In high-performance liquid chromatography (HPLC), chromatographic peaks represent individual components eluting from the column over time. In some cases, the peak shape may exhibit splitting, where a single Gaussian peak appears as two or more peaks, usually conjoined while sharing the same base. An additional peak is often described as a ‘shoulder’ or a ‘twin.’ Understanding the causes of peak splitting and how to overcome it can be helpful in achieving accurate and reliable results in HPLC analysis. It is worth noting that peak splitting differs from other peak shape problems such as peak tailing and peak fronting, which each require their own set of troubleshooting measures.
There are a few key causes of HPLC peak splitting:
- Method parameters
- A blocked frit
- Voids or contamination in the stationary phase
Let’s look at each of these in more detail, along with possible solutions.
1. Method Parameters
If the peak splitting is only observed in a single peak, there is likely an issue with the separation itself. A simple way to confirm this is to try a smaller sample injection volume. If you observe two separate peaks, it’s likely that two different components are eluting very close together. Adjusting parameters such as temperature, mobile phase composition, column selection, or flow rate can usually resolve this issue.
For example, Chromatography Forum (CF) user Gerhad Kratz noted that the difference between the mobile phase temperature and the HPLC column temperature could lead to a double peak shape. He recommends using a water bath to adjust the solvent temperature.
Another forum user, Kreall, suggests that the organic concentration of the sample solvent or solvent used to wash the sample loop could cause a split peak issue. This user recommends the troubleshooting step of lowering the concentration of organic solvent as much as possible.
2. A Blocked Frit
The frit is a key component of the HPLC system that keeps the packing material inside the column while ensuring the sample flow remains consistent and uniform. A blockage in the column frit can disrupt the flow path of the analyte, altering retention time and causing peak splitting. If this is the cause, the splitting of all peaks will likely be observed. Alternatively, there may be contamination in the frit, causing an uneven flow. To combat this problem, the frit (or column) may need to be replaced.

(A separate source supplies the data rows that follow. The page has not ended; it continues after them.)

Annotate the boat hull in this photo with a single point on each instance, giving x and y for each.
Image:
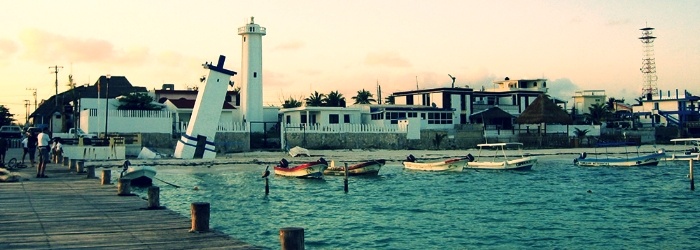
(453, 165)
(306, 170)
(647, 160)
(525, 163)
(365, 168)
(140, 175)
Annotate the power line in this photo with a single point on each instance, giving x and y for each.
(55, 71)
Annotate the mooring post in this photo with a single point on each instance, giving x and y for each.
(106, 176)
(345, 181)
(80, 167)
(690, 175)
(200, 217)
(72, 165)
(124, 187)
(153, 197)
(292, 238)
(91, 172)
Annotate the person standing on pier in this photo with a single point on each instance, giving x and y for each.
(44, 145)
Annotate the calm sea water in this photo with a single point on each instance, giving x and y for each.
(548, 207)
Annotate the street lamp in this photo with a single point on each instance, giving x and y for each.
(107, 104)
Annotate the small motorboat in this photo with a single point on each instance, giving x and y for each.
(298, 151)
(628, 160)
(502, 160)
(453, 164)
(312, 169)
(140, 176)
(370, 167)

3. Voids or Contamination in the Stationary Phase
Void spaces or channels in the column packing material can also contribute to peak splitting. A column void—often resulting from uneven packing density—can disrupt the flow path of the eluent, causing multiple retention times for the same component. Similarly, as pointed out by CF user Danko, contamination could occur in the stationary phase, leading to varying elution times for a single analyte. As flushing is unlikely to resolve these issues, replacement of the stationary phase or column may be necessary.
Conclusion
Peak splitting in HPLC can pose significant challenges to analytical accuracy and reproducibility. By understanding the various causes of peak splitting and implementing proactive measures and troubleshooting steps, chromatographers can minimize peak splitting and achieve reliable results.